Un mur, derrière lui, quand tu colles ton oreille,
tu entends écumer la mer.

Derniers instants avant le départ d’une avalanche,
un silence, seulement à cause de ce qui va suivre.

Silence dans une bombe, cerclée de dureté —
quelque chose manque après l’explosion.

Petit village dans la montagne:
vivant plus haut que les nuages, ses habitants croient
que leurs seuils furent épargnés
lors de la fin du monde.

Une ville née des rêves: un espace vide est devenu compact,
et les constructions, un espace vide — en souvenir de vides.

Une place, où se sont acclimatées des métaphores:
j’y vais muni d’un Dictionnaire des Figures de Style
afin de rechercher des objets et des gens
portant les noms d’autres objets et d’autres gens.

Le gros aspirateur qui, avec les feuilles,
aspire toutes nos pensées et tous nos souffles.

Le monument à un libérateur, aux portes de la ville —
là où jadis, dans les orties, traînait une marmite rouge.

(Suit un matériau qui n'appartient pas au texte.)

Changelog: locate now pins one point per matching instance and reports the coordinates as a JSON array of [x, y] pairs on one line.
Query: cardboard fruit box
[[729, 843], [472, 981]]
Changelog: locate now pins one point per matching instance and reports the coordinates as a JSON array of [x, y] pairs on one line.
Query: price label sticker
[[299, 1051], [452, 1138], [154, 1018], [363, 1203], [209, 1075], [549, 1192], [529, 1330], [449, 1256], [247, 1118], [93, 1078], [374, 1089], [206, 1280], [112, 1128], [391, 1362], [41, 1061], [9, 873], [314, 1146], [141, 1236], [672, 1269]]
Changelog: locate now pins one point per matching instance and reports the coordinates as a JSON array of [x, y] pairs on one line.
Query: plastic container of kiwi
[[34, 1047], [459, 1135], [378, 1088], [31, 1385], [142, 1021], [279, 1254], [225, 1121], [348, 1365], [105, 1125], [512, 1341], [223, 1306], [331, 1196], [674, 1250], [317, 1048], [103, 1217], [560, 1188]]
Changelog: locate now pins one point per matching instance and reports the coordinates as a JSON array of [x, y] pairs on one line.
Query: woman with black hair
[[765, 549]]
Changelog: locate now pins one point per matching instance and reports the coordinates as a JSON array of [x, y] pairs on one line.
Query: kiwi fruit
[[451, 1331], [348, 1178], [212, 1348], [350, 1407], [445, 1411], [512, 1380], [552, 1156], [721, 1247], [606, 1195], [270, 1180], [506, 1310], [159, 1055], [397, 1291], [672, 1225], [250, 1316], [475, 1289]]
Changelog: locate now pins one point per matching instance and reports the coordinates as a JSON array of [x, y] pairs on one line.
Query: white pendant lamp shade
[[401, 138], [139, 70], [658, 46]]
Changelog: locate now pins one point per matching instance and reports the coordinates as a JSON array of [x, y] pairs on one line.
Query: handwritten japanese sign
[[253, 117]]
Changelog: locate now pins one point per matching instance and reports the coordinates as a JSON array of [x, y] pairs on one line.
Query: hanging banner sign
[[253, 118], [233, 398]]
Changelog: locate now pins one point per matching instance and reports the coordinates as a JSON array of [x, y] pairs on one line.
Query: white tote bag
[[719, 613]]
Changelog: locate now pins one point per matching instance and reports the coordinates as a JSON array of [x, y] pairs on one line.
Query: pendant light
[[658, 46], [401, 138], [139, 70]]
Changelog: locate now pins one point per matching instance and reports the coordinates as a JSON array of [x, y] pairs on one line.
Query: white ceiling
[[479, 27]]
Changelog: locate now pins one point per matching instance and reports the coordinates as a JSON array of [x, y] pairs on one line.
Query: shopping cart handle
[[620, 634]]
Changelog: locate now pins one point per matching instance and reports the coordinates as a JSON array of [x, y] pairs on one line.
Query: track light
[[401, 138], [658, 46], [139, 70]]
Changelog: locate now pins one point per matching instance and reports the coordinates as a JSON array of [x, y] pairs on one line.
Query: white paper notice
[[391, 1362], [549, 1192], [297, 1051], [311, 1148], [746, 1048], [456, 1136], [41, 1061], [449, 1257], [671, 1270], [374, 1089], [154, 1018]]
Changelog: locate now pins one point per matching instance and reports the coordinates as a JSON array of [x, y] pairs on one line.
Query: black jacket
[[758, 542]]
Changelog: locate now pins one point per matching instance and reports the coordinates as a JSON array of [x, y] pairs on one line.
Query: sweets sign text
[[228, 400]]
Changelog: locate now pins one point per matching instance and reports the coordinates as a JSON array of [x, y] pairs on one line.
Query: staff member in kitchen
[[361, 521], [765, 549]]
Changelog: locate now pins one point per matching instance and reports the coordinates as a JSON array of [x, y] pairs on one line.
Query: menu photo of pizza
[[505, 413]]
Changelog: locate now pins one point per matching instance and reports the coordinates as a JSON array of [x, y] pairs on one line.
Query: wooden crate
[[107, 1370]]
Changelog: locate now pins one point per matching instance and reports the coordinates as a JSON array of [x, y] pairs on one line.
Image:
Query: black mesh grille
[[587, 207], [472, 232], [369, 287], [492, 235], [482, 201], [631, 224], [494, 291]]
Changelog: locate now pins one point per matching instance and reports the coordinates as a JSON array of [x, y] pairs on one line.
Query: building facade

Un Russe congelé au Kamchatka,
à tel point qu’il n’est plus un Russe.

Un fou discret, à tel point discret,
que personne ne remarque sa folie.

Moments où la terreur que ressent le tyran est à son zénith:
des hurlements et une écume traversent la pellicule d’une normalité,
ce n’est là que l’indice d’un début de légalisation de la folie.

Personne ne prête attention à l’espace de silence
entre deux de ses hurlements.

Le tyran branché sur un compresseur
et gonflé jusqu’à la taille qu’il a souhaitée.
Quand il a explosé,
notre vallée était remplie de papillons.

Gagaouzes: experts dans la reconnaissance de ceux-qui-ne-disent-rien
au moment où bavardent ceux-qui-ne-disent-rien.

Comment reconnaître un Gagaouze?
Quand on prononce le mot gagaouze, un Gagaouze se comporte
comme si on avait prononcé un terme absolument banal.

 

 

Le nom de ce peuple, réparti entre Bulgarie, Ukraine et Russie, n’a été choisi que pour sa sonorité bizarre et cocasse.